# Value of the Cloud - CPU Performanceby Jason Read

## Abstract

This post compares CPU performance and value for 18 compute instance types from 5 cloud compute platforms - AWS EC2, Google Compute Engine, Windows Azure, HP Cloud and Rackspace Cloud. The most interesting content is the data and resulting analysis. If you're in a rush, scroll down or click below to go straight to it.

## Overview

In the escalating cloud arms race, performance is a frequent topic of conversation. Often, overly simplistic test models and fuzzy logic are used to substantiate sweeping claims. In a general sense, computing performance is relative to, and dependent on workload type. There is no single metric or measurement that encapsulates performance as a whole.

In the context of cloud, performance is also subject to variability due to nondeterministic factors such as multitenancy and hardware abstraction. These factors combined increase the complexity of cloud performance analysis because they reduce one's ability to dependably repeat and reproduce such analysis. This is not to say that cloud performance cannot be measured, rather that doing so is not a precise science, and differs somewhat from traditional hardware performance analysis where such factors are not present.

Performance is workload dependent. Cloud performance is hard to measure consistently because of variability from multitenancy and hardware abstraction.

## Motivation

My goal in starting CloudHarmony in 2010 was to provide a credible source for objective and reliable performance analysis about cloud services. Since then, cloud has grown extensively and become an even more confusing place. The intent of this post is to present techniques and a visual tool we're using to help assess and compare performance and value of cloud services. The focus of this post is cloud compute CPU performance and value. In the coming weeks, follow up posts will be published covering other performance topics including block storage, network, and object storage. As is our general policy, we have not been paid or otherwise influenced in the testing or analysis presented in this post.

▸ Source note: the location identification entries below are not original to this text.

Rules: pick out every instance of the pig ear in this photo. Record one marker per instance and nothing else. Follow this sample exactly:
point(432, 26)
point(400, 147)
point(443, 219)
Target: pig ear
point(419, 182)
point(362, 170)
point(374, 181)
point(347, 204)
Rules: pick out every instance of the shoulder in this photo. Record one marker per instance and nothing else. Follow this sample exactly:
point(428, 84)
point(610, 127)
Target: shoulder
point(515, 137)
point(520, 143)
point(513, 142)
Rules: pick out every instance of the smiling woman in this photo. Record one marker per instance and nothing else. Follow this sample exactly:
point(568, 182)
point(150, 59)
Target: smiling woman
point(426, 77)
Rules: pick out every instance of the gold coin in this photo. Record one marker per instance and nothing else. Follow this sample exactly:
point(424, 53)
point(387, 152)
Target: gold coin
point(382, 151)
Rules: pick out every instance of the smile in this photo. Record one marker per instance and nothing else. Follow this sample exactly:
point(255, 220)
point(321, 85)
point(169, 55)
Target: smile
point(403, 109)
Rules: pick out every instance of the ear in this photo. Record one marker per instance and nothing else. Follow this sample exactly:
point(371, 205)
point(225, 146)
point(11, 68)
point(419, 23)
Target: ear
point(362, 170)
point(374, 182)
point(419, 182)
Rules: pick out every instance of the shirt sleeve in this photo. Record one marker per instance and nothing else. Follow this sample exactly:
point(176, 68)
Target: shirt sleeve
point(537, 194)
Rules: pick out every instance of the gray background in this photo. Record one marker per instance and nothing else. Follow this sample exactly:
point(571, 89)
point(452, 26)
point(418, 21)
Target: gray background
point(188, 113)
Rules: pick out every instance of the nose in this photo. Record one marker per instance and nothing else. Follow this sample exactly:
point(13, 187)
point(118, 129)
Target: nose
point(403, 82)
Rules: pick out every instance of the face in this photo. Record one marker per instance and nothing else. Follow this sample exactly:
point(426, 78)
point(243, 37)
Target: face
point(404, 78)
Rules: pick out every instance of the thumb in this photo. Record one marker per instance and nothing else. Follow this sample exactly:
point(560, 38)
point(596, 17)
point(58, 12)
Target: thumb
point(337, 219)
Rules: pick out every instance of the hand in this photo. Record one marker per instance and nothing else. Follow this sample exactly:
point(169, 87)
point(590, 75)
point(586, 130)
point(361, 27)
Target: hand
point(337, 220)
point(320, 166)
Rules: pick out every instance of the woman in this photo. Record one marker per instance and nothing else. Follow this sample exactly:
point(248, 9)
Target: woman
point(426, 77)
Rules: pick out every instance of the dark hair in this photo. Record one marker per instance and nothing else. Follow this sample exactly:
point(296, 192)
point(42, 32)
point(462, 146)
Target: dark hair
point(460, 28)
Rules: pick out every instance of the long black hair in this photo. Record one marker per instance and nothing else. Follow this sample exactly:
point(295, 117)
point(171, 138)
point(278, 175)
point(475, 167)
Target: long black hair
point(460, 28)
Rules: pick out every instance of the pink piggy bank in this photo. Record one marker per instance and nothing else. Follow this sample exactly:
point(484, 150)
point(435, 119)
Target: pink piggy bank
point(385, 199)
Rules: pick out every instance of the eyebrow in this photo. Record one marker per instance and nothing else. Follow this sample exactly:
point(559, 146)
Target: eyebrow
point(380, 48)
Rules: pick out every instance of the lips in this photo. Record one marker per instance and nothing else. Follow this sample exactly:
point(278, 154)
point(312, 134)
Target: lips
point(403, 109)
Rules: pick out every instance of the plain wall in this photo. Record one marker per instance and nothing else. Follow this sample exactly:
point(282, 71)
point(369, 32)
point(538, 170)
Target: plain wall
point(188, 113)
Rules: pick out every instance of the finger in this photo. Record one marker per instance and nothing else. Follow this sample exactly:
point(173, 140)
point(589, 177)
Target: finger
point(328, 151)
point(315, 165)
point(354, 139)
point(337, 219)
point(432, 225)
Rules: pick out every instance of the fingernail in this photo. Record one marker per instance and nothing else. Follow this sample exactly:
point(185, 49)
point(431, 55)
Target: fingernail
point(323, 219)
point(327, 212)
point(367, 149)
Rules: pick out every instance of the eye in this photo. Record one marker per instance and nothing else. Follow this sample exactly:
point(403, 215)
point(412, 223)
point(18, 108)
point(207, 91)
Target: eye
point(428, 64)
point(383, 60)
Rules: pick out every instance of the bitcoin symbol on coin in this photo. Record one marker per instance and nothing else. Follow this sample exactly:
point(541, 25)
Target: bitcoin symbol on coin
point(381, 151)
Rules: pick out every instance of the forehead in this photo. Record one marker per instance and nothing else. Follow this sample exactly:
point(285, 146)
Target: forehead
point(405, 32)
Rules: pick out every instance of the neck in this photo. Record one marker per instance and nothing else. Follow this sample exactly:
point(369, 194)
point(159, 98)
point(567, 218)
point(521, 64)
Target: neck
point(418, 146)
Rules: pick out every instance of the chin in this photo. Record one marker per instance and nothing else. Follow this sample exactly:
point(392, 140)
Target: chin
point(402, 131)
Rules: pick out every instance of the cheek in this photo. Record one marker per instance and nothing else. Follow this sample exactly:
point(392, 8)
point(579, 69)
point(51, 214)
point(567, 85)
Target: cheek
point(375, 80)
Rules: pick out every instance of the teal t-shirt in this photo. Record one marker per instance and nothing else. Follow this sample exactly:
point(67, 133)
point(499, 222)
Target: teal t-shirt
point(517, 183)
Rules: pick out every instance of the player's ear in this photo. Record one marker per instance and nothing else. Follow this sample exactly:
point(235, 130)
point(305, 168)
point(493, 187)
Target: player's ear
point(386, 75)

The focus of this post is compute CPU performance and value. Follow up posts will cover other performance topics. We were not paid to write this post.

## Testing Methods

To test performance of compute services we run a suite of about 100 benchmarks on each type of compute instance offered. These benchmarks measure various performance properties including CPU, memory and disk IO. Each test iteration takes between 1-2 days to complete. When multiple configuration options are offered, we usually run additional test iterations for each such option (e.g. compute services often offer multiple block storage options). Linux CentOS 6.* is our operating system of choice because of its nearly ubiquitous availability across services.

### CPU Performance

Although our test suite includes many CPU benchmarks, our preferred method for compute CPU performance analysis is based on metrics provided by the CPU2006 benchmark suites. CPU2006 is an industry standard benchmark created by the Open Systems Group of the non-profit Standard Performance Evaluation Corporation (SPEC). CPU2006 consists of 2 benchmark suites that measure Integer and Floating Point CPU performance. The Integer suite contains 12 benchmarks, and Floating Point 17. According to the CPU2006 website "SPEC designed CPU2006 to provide a comparative measure of compute-intensive performance across the widest practical range of hardware using workloads developed from real user applications." Thorough documentation about CPU2006 including about the benchmarks used is available on the CPU2006 website. CloudHarmony is a SPEC CPU2006 licensee.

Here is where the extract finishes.